The HRIStudio SUS mean of 80 (across two completed sessions) compared to the Choregraphe mean of 59.2 is consistent with this expectation. A 20-point gap is practically significant even in a pilot sample: it places the Choregraphe condition below average usability and the HRIStudio condition well above it, across wizards with different programming backgrounds. The Choregraphe score of 42.5 from W-04 falls in a range typically characterized as poor usability, a finding that is especially notable given that W-04 had moderate programming experience and engaged with the tool actively rather than passively.
\section{Limitations}
This study has several limitations that must be considered when interpreting the findings.
\textbf{Sample size.} With six wizard participants ($N = 6$), the study is too small for inferential statistics. The reported scores are descriptive. Patterns in the data can suggest directions for future work but cannot establish causal claims about the effect of the tool on design fidelity or execution reliability.
\textbf{Trial execution without a separate test subject.} Following scheduling difficulties, the study protocol was adjusted so that the wizard executes the designed interaction directly rather than running it for a separate test subject. Because the DFS and ERS are scored against the exported project file and live observation rather than a subject's behavioral responses, this change does not affect the primary quantitative measures. The trial phase evaluates whether the wizard's design executes as specified; the presence or absence of a separate subject does not alter that criterion.
\textbf{Single task.} Both conditions used the same Interactive Storyteller specification. While this controls for task difficulty, it limits generalizability. The task is simple relative to real HRI experiments; the gap between conditions may be larger or smaller with a more complex protocol involving multiple branches or longer interaction sequences.

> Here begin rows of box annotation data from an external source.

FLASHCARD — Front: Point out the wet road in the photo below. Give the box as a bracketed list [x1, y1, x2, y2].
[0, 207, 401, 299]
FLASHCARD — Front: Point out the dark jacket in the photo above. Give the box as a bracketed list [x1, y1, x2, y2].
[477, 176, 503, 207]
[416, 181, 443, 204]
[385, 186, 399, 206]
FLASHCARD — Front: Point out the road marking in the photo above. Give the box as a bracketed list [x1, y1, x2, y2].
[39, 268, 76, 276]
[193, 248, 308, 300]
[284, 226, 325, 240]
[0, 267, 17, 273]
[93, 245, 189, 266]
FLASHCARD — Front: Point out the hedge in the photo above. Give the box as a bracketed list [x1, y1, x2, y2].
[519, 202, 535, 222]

\textbf{Condition imbalance.} Because participants were randomly assigned, the final sample may distribute programmers unevenly across conditions, confounding the comparison. With a small $N$, random assignment does not guarantee balance across programming background.

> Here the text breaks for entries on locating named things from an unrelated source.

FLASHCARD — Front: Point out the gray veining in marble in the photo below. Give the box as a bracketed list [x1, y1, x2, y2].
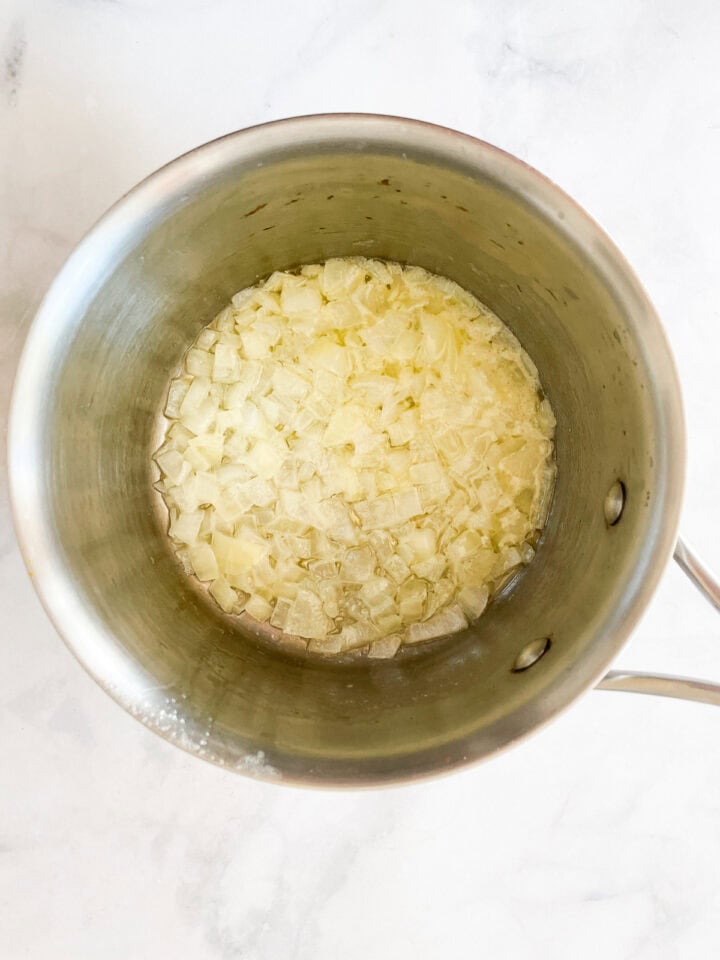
[0, 0, 720, 960]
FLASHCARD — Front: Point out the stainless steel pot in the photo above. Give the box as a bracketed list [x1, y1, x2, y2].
[10, 115, 720, 784]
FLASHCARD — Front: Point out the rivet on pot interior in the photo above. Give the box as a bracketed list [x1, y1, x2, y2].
[603, 480, 627, 527]
[512, 637, 552, 673]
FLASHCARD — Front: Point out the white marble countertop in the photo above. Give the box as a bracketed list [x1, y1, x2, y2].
[0, 0, 720, 960]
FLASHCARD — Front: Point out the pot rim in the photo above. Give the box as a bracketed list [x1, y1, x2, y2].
[8, 113, 685, 787]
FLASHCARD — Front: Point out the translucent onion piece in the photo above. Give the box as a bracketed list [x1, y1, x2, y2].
[154, 258, 555, 659]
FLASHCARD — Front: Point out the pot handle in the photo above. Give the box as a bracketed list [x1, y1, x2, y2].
[596, 537, 720, 707]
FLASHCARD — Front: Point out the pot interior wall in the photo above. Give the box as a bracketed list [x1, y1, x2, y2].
[47, 137, 663, 781]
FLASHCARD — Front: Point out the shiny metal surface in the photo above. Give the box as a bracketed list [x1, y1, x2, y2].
[673, 537, 720, 610]
[597, 670, 720, 707]
[9, 115, 684, 784]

\textbf{Platform version.} HRIStudio is under active development. The version used in this study represents the system at a specific point in time. Future iterations may change how the wizard interface presents protocol steps, how branch conditions are constructed during the design phase, or how protocol enforcement is applied during execution. Any of these changes could affect how easily a non-programmer completes the design challenge or how reliably the tool enforces the specification during the trial, potentially altering the DFS and ERS scores observed under otherwise identical conditions. Results from this study therefore describe the system as it existed at the time of data collection and may not generalize to later releases.
\section{Chapter Summary}
This chapter interpreted the results of five completed pilot sessions against the two research questions and connected the findings to prior work. Across all primary measures, the directional evidence favors HRIStudio. The Choregraphe condition produced a mean DFS of 56.7, mean ERS of 66.7, and mean SUS of 59.2, with design phase overruns in all three sessions and branching failures or absences in two. The two completed HRIStudio sessions produced mean DFS and ERS scores of 100 and 95 respectively, mean SUS of 80, both design phases within the allocation, and no speech content deviations. The specification deviation observed in W-01 illustrates the reproducibility problem concretely; its absence in the HRIStudio condition is consistent with the enforcement model's design intent. One HRIStudio session (W-06) remains; its results will complete the condition comparison. The limitations of this pilot study, including sample size, task simplicity, and condition imbalance by programming background, are acknowledged and inform the future directions described in Chapter~\ref{ch:conclusion}.